Filistinli Kadınları Anlamak: Yıldız Ramazanoğlu
Tanımadığınız bir kadınla sohbet ediyorsunuz. Sohbette kadının uzun süredir bir savaşta olduğunu ve savaştan dolayı göç ettiğini anladınız. Herhangi bir ulus, din, millet ya da belirleyici sıfat vermeyen kadının hangi cümlesi size “Filistinli” olduğunu anlatırdı?
Oldu bile. İsam’da yemek yerken aynı masada oturan iki kadından biri diğerine “Ölülerimizi gömdüğümüz toplu mezara buldozerle saldırıp şehitlerin bedenini etrafa saçtılar” diyordu. Hemen anlıyorsunuz Filistinli o. Kötülükte daha ne kadar aşağılara inilebilir diye bir deney yapılan ülkeden. Esfeli safilin’in ne olduğunu, cehennemin ne kadar gerekli olduğunu anlamakta zorluk çekenler için küresel okul.

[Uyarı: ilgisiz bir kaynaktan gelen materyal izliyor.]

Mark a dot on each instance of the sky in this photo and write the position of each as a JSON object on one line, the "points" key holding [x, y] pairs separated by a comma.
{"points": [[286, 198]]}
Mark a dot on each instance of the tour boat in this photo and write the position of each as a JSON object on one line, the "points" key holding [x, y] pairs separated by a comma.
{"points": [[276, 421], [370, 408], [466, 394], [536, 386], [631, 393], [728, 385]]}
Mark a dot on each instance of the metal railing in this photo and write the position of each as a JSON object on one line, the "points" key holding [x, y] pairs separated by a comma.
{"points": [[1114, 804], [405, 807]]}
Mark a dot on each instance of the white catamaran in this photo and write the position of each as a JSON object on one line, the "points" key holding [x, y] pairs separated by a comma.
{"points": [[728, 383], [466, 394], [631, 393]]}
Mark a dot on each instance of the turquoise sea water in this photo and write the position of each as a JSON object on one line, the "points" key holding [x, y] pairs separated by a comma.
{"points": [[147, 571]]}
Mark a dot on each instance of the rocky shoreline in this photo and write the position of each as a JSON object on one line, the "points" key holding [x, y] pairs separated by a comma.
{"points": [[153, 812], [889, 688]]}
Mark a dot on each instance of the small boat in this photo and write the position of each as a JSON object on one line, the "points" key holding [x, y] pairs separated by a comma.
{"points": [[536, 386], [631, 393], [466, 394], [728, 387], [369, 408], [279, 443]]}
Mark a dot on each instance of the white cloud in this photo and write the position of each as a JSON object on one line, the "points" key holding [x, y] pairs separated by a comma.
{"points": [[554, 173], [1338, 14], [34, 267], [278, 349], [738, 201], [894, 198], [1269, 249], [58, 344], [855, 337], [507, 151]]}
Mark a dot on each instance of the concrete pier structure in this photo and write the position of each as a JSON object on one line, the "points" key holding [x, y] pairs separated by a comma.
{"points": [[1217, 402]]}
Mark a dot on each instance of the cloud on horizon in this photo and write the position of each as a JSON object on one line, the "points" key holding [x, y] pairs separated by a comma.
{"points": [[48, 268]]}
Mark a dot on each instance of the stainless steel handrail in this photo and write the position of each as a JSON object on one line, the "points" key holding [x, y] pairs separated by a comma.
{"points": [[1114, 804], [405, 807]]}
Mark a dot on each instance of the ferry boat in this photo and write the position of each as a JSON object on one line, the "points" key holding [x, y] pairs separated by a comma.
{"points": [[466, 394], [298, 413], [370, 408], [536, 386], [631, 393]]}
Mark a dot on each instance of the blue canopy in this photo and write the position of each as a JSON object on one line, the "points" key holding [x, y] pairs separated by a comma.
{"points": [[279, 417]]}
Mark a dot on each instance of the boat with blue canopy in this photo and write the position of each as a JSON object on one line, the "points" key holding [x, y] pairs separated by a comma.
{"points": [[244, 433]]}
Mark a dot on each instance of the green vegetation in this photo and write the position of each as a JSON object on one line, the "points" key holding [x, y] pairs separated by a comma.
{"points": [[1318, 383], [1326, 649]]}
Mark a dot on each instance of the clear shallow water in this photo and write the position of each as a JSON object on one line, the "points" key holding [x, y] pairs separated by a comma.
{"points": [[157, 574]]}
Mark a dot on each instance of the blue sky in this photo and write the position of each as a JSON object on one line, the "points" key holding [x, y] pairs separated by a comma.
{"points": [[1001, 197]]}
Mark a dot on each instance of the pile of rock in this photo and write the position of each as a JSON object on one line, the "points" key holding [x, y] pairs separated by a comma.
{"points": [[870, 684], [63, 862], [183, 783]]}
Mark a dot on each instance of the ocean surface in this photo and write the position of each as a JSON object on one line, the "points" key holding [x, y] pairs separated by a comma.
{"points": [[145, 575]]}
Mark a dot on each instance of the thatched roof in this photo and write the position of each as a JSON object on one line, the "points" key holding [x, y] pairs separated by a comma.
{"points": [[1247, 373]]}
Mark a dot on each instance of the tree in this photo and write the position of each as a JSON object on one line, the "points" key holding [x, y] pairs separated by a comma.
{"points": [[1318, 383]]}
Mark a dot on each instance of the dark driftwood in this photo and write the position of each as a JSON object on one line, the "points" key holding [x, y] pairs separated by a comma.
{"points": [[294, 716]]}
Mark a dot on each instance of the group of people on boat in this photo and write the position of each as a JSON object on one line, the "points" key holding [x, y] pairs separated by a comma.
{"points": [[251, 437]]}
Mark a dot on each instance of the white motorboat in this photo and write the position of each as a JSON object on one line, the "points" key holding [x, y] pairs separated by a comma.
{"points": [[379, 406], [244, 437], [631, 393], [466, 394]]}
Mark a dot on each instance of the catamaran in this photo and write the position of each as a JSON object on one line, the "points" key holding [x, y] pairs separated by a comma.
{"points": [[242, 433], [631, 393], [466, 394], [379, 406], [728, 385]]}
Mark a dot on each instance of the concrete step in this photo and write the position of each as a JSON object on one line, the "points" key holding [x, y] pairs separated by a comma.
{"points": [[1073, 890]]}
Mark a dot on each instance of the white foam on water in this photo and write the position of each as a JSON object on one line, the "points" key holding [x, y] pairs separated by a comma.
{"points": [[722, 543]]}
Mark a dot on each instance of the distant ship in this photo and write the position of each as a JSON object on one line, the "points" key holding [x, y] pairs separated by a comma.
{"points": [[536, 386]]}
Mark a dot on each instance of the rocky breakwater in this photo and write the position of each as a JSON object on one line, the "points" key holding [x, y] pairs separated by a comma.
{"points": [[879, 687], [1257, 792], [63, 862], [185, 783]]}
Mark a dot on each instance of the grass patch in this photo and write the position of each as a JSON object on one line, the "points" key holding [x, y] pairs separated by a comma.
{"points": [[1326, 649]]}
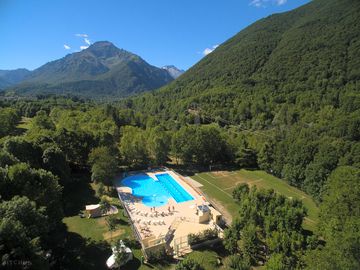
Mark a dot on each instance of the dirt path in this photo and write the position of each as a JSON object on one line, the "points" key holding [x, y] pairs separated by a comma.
{"points": [[226, 215]]}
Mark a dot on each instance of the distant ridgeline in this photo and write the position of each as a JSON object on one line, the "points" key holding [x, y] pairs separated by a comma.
{"points": [[293, 78], [102, 70]]}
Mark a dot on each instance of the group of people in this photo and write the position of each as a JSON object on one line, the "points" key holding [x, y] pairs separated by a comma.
{"points": [[152, 209]]}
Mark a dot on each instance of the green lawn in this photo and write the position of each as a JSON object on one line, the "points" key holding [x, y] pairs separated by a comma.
{"points": [[83, 193], [219, 186]]}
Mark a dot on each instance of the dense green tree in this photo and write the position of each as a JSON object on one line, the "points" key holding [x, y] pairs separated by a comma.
{"points": [[188, 264], [133, 147], [267, 224], [23, 228], [54, 161], [24, 151], [75, 145], [104, 164], [339, 223], [158, 144], [236, 262], [39, 186], [9, 118]]}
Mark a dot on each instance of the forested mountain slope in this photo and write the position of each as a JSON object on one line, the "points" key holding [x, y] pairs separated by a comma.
{"points": [[288, 83], [310, 54], [11, 77], [102, 70]]}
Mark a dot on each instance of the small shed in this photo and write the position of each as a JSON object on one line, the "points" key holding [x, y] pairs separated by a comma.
{"points": [[94, 210], [215, 215], [111, 261]]}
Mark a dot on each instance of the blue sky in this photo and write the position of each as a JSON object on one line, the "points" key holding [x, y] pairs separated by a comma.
{"points": [[178, 32]]}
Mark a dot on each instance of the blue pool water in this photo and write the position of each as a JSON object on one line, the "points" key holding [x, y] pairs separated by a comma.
{"points": [[156, 193]]}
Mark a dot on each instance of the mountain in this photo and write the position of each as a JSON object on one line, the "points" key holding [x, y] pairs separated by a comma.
{"points": [[307, 55], [102, 70], [12, 77], [173, 71]]}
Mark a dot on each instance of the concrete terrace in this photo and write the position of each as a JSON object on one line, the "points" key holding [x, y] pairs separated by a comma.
{"points": [[171, 223]]}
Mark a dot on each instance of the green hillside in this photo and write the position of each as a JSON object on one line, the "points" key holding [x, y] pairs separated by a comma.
{"points": [[289, 84], [309, 53], [102, 70]]}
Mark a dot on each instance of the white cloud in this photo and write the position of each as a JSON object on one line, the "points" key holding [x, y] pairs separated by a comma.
{"points": [[87, 41], [263, 3], [82, 35], [210, 50], [281, 2]]}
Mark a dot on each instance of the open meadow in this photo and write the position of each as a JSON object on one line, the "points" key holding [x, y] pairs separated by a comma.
{"points": [[218, 185]]}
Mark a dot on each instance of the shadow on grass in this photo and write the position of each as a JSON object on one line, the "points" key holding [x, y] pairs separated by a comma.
{"points": [[192, 169], [74, 252], [78, 194], [122, 222]]}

Dünyanın birçok yerinde kadınlar birçok acıya maruz kalmaktadır. Son yaşanan olaylar itibarıyla gözümüzün önünde zulme uğrayan Filistinli kadınlar var. Filistin’in dışında yaşayan bir kadın Filistinli kadının sevincini, üzüntüsünü, acısını niçin anlamalı ve ona nasıl sahip çıkmalı?
Bir kadın Filistinli kadını anlamasının imkansız olduğunu idrak etmeli her şeyden önce. “Allah’ım bombalandığımızda çocuklarım tek parça kalabilsin” diye dua ederek yatan bir kadını anlayamayız. “Annem, babam, bütün kardeşlerim öldü. Hepsi cennete gittiler.” diye sevinen bir kız çocuğun sevincinin yüz bileşenli mahiyetini de anlayamayız. “İyi o zaman” mı diyeceğiz? Biz sadece zalime ve zulme odaklanabiliriz ve ortak insani bir kuşatmayla bu kötülüğü bertaraf etmenin bütün yollarını imkanlarını masaya yatırıp çalışmaya başlayabiliriz.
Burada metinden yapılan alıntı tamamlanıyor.